Sound from the spinning black circle filled our living room and it was fantastic. Not that The Beatles’ Revolver album could ever sound bad. But there’s something special about hearing it on vinyl for the first time.
The whole analog experience presents something different in a world moving increasingly toward the streaming of digital files, apps, and transactions in the cloud. The act of touching and experiencing something with all of your senses is becoming rare.
Which is why, last year, I decided to go analog in another area … productivity.
When it came to improving productivity, digital just wasn’t working for me.

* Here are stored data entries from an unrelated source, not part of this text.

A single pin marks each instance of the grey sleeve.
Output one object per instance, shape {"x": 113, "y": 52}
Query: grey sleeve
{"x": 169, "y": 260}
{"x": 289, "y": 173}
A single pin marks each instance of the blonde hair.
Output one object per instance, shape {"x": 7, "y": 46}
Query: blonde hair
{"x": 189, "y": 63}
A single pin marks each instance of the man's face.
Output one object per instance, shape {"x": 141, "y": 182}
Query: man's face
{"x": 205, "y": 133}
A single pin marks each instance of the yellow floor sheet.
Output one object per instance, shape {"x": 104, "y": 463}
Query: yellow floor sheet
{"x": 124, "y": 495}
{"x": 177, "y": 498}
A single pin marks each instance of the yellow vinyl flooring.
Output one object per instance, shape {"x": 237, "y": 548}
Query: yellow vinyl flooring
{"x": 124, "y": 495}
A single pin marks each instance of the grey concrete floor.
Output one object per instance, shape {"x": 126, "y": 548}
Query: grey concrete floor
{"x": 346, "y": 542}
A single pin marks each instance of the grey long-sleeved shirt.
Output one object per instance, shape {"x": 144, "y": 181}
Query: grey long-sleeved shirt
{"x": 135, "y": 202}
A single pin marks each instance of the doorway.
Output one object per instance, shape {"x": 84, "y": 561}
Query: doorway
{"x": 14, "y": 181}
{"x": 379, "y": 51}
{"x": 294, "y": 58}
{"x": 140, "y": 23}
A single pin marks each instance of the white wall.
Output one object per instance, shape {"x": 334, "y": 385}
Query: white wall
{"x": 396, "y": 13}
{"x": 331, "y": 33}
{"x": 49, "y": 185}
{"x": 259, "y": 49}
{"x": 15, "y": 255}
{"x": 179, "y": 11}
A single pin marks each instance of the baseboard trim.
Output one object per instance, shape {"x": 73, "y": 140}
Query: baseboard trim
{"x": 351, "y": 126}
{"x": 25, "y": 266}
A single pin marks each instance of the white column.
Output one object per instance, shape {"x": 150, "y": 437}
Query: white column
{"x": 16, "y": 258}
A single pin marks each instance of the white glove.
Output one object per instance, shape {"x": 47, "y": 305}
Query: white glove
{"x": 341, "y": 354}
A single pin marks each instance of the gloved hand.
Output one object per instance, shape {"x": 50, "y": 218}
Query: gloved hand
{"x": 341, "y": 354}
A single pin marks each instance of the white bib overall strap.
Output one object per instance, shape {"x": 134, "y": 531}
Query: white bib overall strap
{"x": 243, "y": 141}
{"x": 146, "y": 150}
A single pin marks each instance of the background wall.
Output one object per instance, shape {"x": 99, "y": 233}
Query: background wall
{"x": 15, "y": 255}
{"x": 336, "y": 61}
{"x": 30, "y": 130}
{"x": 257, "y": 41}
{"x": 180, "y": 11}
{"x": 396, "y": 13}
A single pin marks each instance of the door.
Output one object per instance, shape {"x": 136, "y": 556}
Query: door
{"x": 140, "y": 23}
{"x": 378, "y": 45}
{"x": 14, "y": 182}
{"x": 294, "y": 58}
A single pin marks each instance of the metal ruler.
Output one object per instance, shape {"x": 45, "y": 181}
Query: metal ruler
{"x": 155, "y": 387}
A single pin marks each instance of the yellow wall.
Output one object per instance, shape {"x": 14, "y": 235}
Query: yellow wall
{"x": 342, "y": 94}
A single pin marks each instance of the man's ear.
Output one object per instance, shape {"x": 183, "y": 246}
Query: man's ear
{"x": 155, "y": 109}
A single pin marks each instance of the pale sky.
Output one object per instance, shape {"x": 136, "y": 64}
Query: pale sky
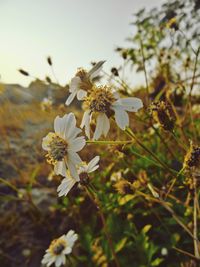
{"x": 72, "y": 32}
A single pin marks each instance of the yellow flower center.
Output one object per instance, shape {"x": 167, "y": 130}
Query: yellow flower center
{"x": 100, "y": 100}
{"x": 85, "y": 84}
{"x": 58, "y": 148}
{"x": 57, "y": 246}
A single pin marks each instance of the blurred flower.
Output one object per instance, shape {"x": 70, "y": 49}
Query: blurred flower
{"x": 59, "y": 248}
{"x": 49, "y": 61}
{"x": 196, "y": 109}
{"x": 46, "y": 104}
{"x": 63, "y": 145}
{"x": 116, "y": 176}
{"x": 172, "y": 24}
{"x": 84, "y": 170}
{"x": 99, "y": 258}
{"x": 23, "y": 72}
{"x": 82, "y": 82}
{"x": 2, "y": 88}
{"x": 164, "y": 252}
{"x": 123, "y": 187}
{"x": 103, "y": 103}
{"x": 115, "y": 71}
{"x": 163, "y": 114}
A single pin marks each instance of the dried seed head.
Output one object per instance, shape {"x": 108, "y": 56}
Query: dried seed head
{"x": 57, "y": 148}
{"x": 162, "y": 113}
{"x": 85, "y": 84}
{"x": 100, "y": 100}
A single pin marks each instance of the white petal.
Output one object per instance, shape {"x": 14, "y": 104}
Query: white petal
{"x": 71, "y": 237}
{"x": 99, "y": 126}
{"x": 65, "y": 186}
{"x": 81, "y": 94}
{"x": 86, "y": 122}
{"x": 60, "y": 168}
{"x": 131, "y": 104}
{"x": 73, "y": 159}
{"x": 68, "y": 250}
{"x": 77, "y": 144}
{"x": 92, "y": 164}
{"x": 121, "y": 118}
{"x": 73, "y": 133}
{"x": 70, "y": 98}
{"x": 69, "y": 125}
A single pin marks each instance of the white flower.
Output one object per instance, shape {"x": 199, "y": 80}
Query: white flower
{"x": 84, "y": 169}
{"x": 63, "y": 145}
{"x": 104, "y": 103}
{"x": 59, "y": 248}
{"x": 82, "y": 82}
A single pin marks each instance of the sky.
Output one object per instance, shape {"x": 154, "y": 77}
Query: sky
{"x": 72, "y": 32}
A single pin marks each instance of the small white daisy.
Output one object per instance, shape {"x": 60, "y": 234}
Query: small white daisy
{"x": 105, "y": 104}
{"x": 84, "y": 169}
{"x": 82, "y": 82}
{"x": 59, "y": 248}
{"x": 63, "y": 145}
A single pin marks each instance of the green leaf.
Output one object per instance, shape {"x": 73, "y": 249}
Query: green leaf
{"x": 121, "y": 244}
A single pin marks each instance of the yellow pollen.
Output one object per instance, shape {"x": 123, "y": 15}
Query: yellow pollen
{"x": 58, "y": 149}
{"x": 100, "y": 100}
{"x": 85, "y": 84}
{"x": 57, "y": 246}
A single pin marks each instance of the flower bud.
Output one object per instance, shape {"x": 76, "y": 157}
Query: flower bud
{"x": 162, "y": 113}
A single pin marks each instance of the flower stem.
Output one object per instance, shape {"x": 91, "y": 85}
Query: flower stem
{"x": 195, "y": 228}
{"x": 102, "y": 142}
{"x": 93, "y": 196}
{"x": 130, "y": 133}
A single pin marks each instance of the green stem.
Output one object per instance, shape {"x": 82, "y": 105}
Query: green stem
{"x": 93, "y": 196}
{"x": 174, "y": 181}
{"x": 102, "y": 142}
{"x": 130, "y": 133}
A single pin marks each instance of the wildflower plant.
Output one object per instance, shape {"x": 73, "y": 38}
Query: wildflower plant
{"x": 123, "y": 166}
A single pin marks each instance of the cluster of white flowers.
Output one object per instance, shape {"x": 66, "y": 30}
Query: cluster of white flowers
{"x": 100, "y": 104}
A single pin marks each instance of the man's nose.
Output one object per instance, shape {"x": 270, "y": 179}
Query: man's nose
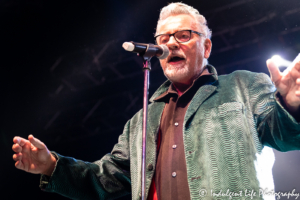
{"x": 172, "y": 43}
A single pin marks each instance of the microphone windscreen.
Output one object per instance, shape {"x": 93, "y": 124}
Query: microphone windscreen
{"x": 128, "y": 46}
{"x": 165, "y": 53}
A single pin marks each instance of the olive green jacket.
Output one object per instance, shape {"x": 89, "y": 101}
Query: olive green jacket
{"x": 228, "y": 128}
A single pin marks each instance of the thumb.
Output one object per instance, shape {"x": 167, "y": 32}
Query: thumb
{"x": 274, "y": 71}
{"x": 36, "y": 142}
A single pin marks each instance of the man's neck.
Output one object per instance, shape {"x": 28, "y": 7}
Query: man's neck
{"x": 182, "y": 87}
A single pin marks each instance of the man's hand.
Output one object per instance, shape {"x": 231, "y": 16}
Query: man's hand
{"x": 288, "y": 84}
{"x": 33, "y": 156}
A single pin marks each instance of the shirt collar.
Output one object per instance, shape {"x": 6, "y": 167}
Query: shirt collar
{"x": 168, "y": 89}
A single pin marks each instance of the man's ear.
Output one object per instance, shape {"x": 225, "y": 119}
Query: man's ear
{"x": 207, "y": 48}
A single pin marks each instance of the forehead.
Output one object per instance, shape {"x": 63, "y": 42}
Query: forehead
{"x": 177, "y": 22}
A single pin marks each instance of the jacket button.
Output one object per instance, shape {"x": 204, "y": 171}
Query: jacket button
{"x": 150, "y": 167}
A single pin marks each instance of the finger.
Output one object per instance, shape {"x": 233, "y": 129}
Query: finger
{"x": 19, "y": 140}
{"x": 36, "y": 142}
{"x": 19, "y": 165}
{"x": 17, "y": 156}
{"x": 274, "y": 71}
{"x": 298, "y": 81}
{"x": 16, "y": 148}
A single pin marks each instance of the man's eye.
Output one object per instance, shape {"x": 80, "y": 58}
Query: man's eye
{"x": 164, "y": 40}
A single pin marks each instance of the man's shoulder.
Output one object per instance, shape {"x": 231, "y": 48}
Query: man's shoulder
{"x": 243, "y": 75}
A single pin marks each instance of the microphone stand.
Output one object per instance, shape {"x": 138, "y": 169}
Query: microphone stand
{"x": 146, "y": 68}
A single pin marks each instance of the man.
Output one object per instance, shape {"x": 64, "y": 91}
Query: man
{"x": 206, "y": 133}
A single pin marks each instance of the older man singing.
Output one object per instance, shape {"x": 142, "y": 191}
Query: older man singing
{"x": 206, "y": 133}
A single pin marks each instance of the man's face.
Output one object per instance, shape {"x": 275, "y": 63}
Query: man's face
{"x": 189, "y": 65}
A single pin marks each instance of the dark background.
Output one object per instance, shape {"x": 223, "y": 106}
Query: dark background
{"x": 66, "y": 79}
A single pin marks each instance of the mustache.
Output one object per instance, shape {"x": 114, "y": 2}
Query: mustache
{"x": 176, "y": 53}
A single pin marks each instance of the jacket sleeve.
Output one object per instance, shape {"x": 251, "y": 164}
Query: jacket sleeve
{"x": 107, "y": 178}
{"x": 276, "y": 127}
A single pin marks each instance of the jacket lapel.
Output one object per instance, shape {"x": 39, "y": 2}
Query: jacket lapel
{"x": 202, "y": 94}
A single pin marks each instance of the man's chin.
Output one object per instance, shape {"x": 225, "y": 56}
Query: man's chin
{"x": 176, "y": 74}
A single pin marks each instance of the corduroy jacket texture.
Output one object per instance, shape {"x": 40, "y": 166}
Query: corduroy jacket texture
{"x": 228, "y": 128}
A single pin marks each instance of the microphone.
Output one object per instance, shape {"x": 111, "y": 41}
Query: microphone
{"x": 160, "y": 51}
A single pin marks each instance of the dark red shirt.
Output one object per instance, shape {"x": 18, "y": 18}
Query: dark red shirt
{"x": 170, "y": 180}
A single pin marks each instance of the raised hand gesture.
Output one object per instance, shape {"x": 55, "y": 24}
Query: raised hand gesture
{"x": 33, "y": 156}
{"x": 288, "y": 84}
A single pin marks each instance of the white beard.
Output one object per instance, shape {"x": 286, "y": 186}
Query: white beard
{"x": 176, "y": 74}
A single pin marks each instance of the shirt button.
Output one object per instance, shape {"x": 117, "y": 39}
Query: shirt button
{"x": 173, "y": 174}
{"x": 150, "y": 167}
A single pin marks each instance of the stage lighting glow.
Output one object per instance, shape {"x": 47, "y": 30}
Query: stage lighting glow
{"x": 280, "y": 62}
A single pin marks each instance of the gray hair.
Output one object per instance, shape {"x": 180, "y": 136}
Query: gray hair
{"x": 181, "y": 8}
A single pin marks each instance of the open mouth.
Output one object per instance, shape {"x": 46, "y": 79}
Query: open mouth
{"x": 175, "y": 59}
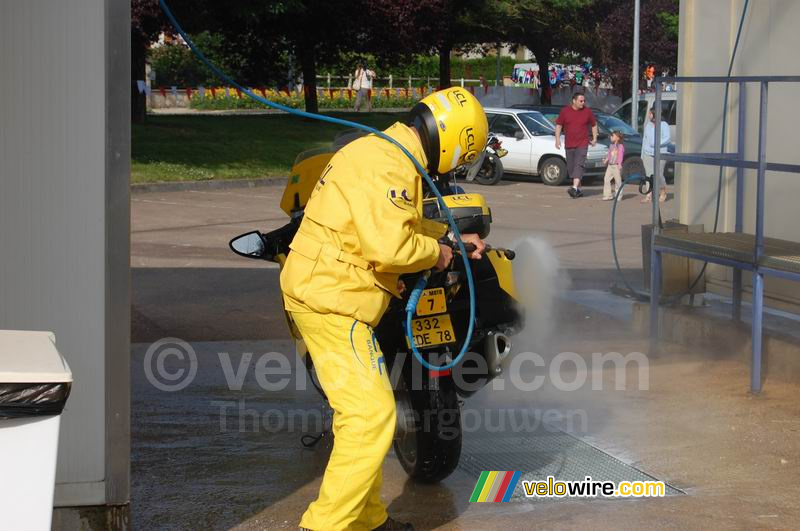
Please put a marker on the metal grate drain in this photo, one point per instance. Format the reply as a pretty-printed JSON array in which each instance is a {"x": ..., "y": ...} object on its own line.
[{"x": 546, "y": 451}]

I found myself tapping a list of things to do that would sync across devices and be wherever I needed it. But the list would just grow. It didn’t help me actually take action on the items on the list.
The to-do items existed on some digital plane that was easy to ignore.
That’s when I decided to move to pen and paper
I stumbled across the Bullet Journal system. And I’ve never been more productive.
The system uses a simple framework and core methods to get you started. It’s also extremely flexible, allowing you to make modifications based on what works best for you.
The key here seems to be in the reviewing of your journal. Every day I’m in the journal reviewing what needs to be done. And at the beginning of each month I migrate any unfinished tasks or strike them from the list if they’re no longer important.
The system uses a simple key to mark tasks, notes, and events. There’s a section for things you’re planning in the future and you can group notes on the same subject into collections if necessary. There’s something about that tactile process that makes it work.
I’ve even started leaving my laptop behind when I go to meetings.
Instead, I just bring my notebook and a pen to capture notes and to-do items. I find myself paying closer attention and taking more meaningful notes and capturing to-do items with more clarity.
Now, I’m actually completing the to-do items on my written list. And retaining more of the information in my notes. That’s not really a big surprise considering studies have shown that students who write out their notes learn more than those who type them on their laptop.
Analog slows you down and makes you more thoughtful.
My wife and I discussed how choosing an album to play on the record player becomes a more thoughtful process as you’re not able to tap a screen to skip a track. All of a sudden, your music doesn’t feel disposable.
I’d say the same applies to better productivity. The act of writing with pen and paper commits you to the process. At Constant Contact, my team and I have even started to focus on tangible tools and worksheets to help our customers create an email marketing plan that they’ll actually stick to.
It’s not that there aren’t some great digital tools to help you organize, but …
I’d argue that digital software can also become an excuse not to do things.
“I’ll get started on that project once I figure out how to use this program.”
The procrastinator in each of us loves these new toys. Because it gives us some time to, well, procrastinate.
Everything old is new again
In the future, I may look for ways to integrate the paper and digital world. For now, I’m enjoying some time away from the constant distraction of devices and apps and focusing my efforts on being more thoughtful about what really needs to be done.
Even if that’s just sitting in my living room enjoying Revolver.
What about you?
Where do you manage your to-do list — in the cloud or on paper? What helps you be more productive?